We are not here to race. We are here to complete a cycle — to belong, become, and birth the life we were meant to live. To grow so abundantly fulfilled by who we are and what we do that we are driven to eliminate suffering in the world by helping others do the same.
Dear baby,
Welcome to Mother Earth. You are here to imagine, discover, solve, and create. The world is paved for you to climb — from survival to belonging, from love to purpose. Dreams are not just possible; they are expected.
You will not be alone. There is already a Care Reflex built in to help you survive and reach the top. There will be struggles and riddles, but you'll always find help when you ask — because as long as people are healthy and strong, they will care for you as they care for themselves.
Some people may not know any better. But when they do, they will do better.
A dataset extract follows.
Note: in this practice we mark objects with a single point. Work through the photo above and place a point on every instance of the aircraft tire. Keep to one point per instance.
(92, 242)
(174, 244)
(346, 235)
And care more. I promise you will reach the top and find a sense of abundance that will make you strong enough to take care of not only yourself, but all creatures, weak, great, and small.
— Yours truly, Mother Nature
Fast Forward to 1990
"Hold On" by Wilson Phillips was the number one single, Pretty Woman was the number one movie, the country had entered a recession, and my first child was born.
I always knew I would be a caring mother, despite never feeling the urge to hold someone else's baby or wishing I had one. The day I decided I was ready, I simply knew. And from the moment my daughter arrived, I could foresee three things.
One: I was going to give her the best life I could ever imagine, even though I didn't know how to create it for myself. Two: I was going to have another child right away, so she wouldn't be an only child like me — because three: I was going to leave her father someday, and I didn't want children from different men.
Early on, it was clear the marriage didn't have what it took to co-parent and go the distance. I was willing to give it a fair chance, and I did — for ten years. But the first step on my list wasn't divorce.
It was to make myself at home. Belonging was the beginning of a cycle I needed to fulfill.
I had been a sea bean long enough — one of those drifting tropical seeds carried by ocean currents to a remote shore. It was time to root down and become the driver, with two little girls in the back seat with dreams and destinies of their own, who needed to look out the window and see the magical spectacle of life through light. Color has the power to change how everything looks and feels, at the speed of light.
Time became of the essence.
For the first time, I unpacked a bag full of colorful memories I had put away in a dark closet along with my previous life and began to physically root — where else but the garden.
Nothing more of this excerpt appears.